With a proprietary trading firm, the mechanism is slightly different. You register for an account, but the account is not funded with your money. Instead, the prop firm provides funded trading accounts to traders who successfully pass the firm’s evaluation. The evaluation consists of a specific profit target to be met (on a simulated account) without exceeding losses beyond a given threshold. Those who complete the objective are granted funded trading accounts, and any potential profits generated moving forward are split with the firm.
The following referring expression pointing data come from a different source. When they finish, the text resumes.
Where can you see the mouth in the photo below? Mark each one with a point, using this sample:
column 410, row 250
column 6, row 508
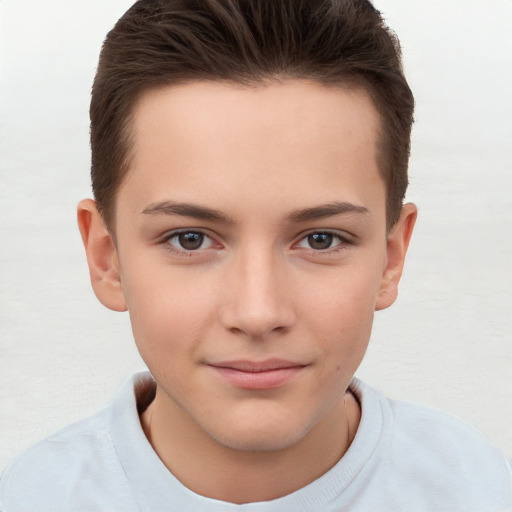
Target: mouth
column 258, row 375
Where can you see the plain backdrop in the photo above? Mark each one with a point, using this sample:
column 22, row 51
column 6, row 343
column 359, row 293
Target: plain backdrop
column 447, row 341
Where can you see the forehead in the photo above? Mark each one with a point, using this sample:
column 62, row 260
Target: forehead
column 289, row 141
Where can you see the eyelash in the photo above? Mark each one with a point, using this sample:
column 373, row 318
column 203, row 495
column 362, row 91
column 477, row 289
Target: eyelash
column 343, row 242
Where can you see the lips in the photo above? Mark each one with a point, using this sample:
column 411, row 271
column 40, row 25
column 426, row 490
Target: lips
column 258, row 375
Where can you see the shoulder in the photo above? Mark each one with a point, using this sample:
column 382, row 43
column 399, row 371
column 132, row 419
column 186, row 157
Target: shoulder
column 73, row 469
column 426, row 450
The evaluation incurs a fee that is proportional to the final account size.
Here are some common misconceptions held regarding the prop trading industry:
1. Prop trading is only for professional traders
In the past, this certainly used to be the case because investors would only entrust their capital to certified hands. However, under the modern “evaluation” model, anyone can participate since the evaluation provides the certification, and the evaluation fee, though substantially smaller than the funded trading accounts, offsets risk to a degree.
2. Prop trading favors scalpers and day traders
This perception exists because many prop firms do not allow holding positions over the weekend and trading around big news announcements. Naturally, these restrictions feel alienating to swing traders and news traders. But plenty of prop firms make it possible for both styles of trading, either through providing additional account options or by not prohibiting them to begin with.
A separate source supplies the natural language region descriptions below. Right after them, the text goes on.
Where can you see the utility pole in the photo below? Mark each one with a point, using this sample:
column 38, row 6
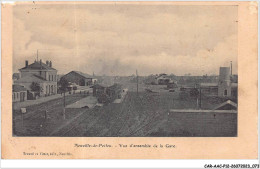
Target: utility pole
column 64, row 116
column 37, row 54
column 231, row 67
column 200, row 98
column 136, row 81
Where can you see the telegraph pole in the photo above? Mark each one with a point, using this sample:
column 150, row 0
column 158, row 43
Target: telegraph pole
column 136, row 81
column 37, row 54
column 200, row 98
column 231, row 67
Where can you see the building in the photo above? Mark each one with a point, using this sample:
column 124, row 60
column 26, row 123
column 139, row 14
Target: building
column 19, row 93
column 44, row 75
column 106, row 93
column 163, row 79
column 225, row 86
column 79, row 78
column 227, row 105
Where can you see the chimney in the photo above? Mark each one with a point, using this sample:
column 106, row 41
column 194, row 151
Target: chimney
column 26, row 63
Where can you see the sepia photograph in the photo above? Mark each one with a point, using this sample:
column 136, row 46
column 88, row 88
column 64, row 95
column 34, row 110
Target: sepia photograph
column 125, row 70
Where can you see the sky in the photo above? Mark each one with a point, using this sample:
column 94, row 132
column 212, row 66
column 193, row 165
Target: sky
column 117, row 39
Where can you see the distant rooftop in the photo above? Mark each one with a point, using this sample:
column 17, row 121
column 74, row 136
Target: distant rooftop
column 18, row 88
column 30, row 79
column 87, row 76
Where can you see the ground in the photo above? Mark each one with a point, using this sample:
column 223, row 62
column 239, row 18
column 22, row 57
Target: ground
column 143, row 114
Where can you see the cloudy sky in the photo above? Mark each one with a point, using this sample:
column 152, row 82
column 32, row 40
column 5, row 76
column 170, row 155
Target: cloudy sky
column 117, row 39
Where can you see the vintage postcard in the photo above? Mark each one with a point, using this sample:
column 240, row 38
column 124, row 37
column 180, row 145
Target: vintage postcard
column 129, row 80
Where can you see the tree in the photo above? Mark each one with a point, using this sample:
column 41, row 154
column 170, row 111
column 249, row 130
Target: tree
column 35, row 87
For example, Ultimate Traders does not prohibit trading news announcements and provides the add-on option to keep trades open during weekends.
3. You’re better off trading your own money
This sentiment usually stems from the disappointment of stumbling at the evaluation and not progressing to the funded stage. Many traders feel irritated losing a fee on a demo account. They believe the money would have been better spent on a real trade with a real chance to earn. However, the fact remains that the trade would still have been lost, and almost certainly for a substantially larger personal investment. Consecutively failed challenges should serve as blessings in disguise, alerting traders to the likelihood that their strategy needs to be tweaked before re-entering the market.
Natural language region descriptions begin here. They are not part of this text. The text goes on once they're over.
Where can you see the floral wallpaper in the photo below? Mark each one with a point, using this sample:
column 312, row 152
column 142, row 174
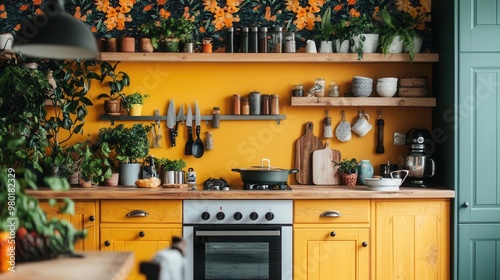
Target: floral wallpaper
column 114, row 18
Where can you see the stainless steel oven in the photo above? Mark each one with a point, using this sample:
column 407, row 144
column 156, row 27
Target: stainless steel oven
column 238, row 239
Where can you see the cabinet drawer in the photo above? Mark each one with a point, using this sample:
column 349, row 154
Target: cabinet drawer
column 141, row 211
column 331, row 211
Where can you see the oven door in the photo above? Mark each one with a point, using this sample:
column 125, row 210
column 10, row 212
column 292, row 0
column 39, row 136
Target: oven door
column 241, row 252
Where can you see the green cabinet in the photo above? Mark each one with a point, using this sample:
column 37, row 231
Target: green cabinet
column 479, row 25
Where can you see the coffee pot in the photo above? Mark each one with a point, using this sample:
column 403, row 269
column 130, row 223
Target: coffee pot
column 418, row 161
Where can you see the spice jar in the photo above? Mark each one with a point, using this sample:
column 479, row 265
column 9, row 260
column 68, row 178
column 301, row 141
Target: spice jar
column 253, row 40
column 236, row 104
column 216, row 117
column 264, row 109
column 290, row 42
column 277, row 41
column 275, row 106
column 254, row 103
column 263, row 40
column 245, row 106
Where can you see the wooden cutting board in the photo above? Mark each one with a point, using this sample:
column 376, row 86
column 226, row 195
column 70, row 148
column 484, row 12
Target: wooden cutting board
column 304, row 148
column 324, row 170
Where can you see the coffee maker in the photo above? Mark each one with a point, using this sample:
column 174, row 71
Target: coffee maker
column 418, row 161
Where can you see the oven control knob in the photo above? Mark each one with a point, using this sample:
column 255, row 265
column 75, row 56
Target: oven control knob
column 238, row 216
column 205, row 216
column 269, row 216
column 220, row 216
column 254, row 216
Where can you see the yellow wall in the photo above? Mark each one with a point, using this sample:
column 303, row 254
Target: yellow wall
column 245, row 143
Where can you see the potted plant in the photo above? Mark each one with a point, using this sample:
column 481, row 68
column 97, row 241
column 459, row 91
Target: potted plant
column 130, row 144
column 348, row 168
column 395, row 32
column 364, row 30
column 116, row 82
column 325, row 32
column 133, row 103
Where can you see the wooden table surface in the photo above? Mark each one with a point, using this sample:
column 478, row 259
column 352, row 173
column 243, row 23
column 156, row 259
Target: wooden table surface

The other point to this argument is that trading your own money means no obligation to share profits. However, the modern prop firm’s split is so high (up to 90% in some cases) that the difference is almost negligible when coupled with the benefit of receiving funded trading accounts without the risk of personal ruin.
4. Prop trading is unsuitable for crypto
This argument is routed in the fact that crypto spreads are notoriously wider than spreads of other trading instruments. So, technically speaking, the prop trader will automatically move closer to the drawdown limit upon opening a crypto position compared to other assets. But is there a reason to fear this?
Although crypto spreads are indeed wider than most, it’s not enough to put a significant dent in the available drawdown margin. What might prove more difficult is the volatility of this instrument class. However, volatility works both ways and crypto traders will be aware of this nature and associated risks and benefits. Accurately calculated stop-losses will be critical to not breaching drawdown.
5. Drawdown rules are a setup for failure
Drawdown rules exist in every prop firm for a reason. Having drawdown limits is the only way to separate methodical traders from haphazard traders. There’s endless theory behind trading but ultimately, prices either move up or down, so even if blindly guessing, the chance of guessing a binary result correctly is 50/50. Without drawdown limits, the in-between price fluctuations can be absorbed, and traders using large enough position sizes would only require a handful of attempts to reach a 10% profit target. Most self-funded traders don’t adopt this approach because it would be far too costly and risky, but when only an evaluation fee is at risk, there is not much to worry about. This is why drawdown limits are a crucial line of defense for prop firms since they vastly reduce the opportunity for guesswork.
Summary
Ultimately, prop trading is not inherently trickier than regular forex trading. It’s unlikely that a good retail trader will not make a good prop trader or that a bad trader will suddenly become a prop trading guru. Both avenues have the potential to be profitable with pitfalls along the way. The common denominator to success in both industries is knowledge.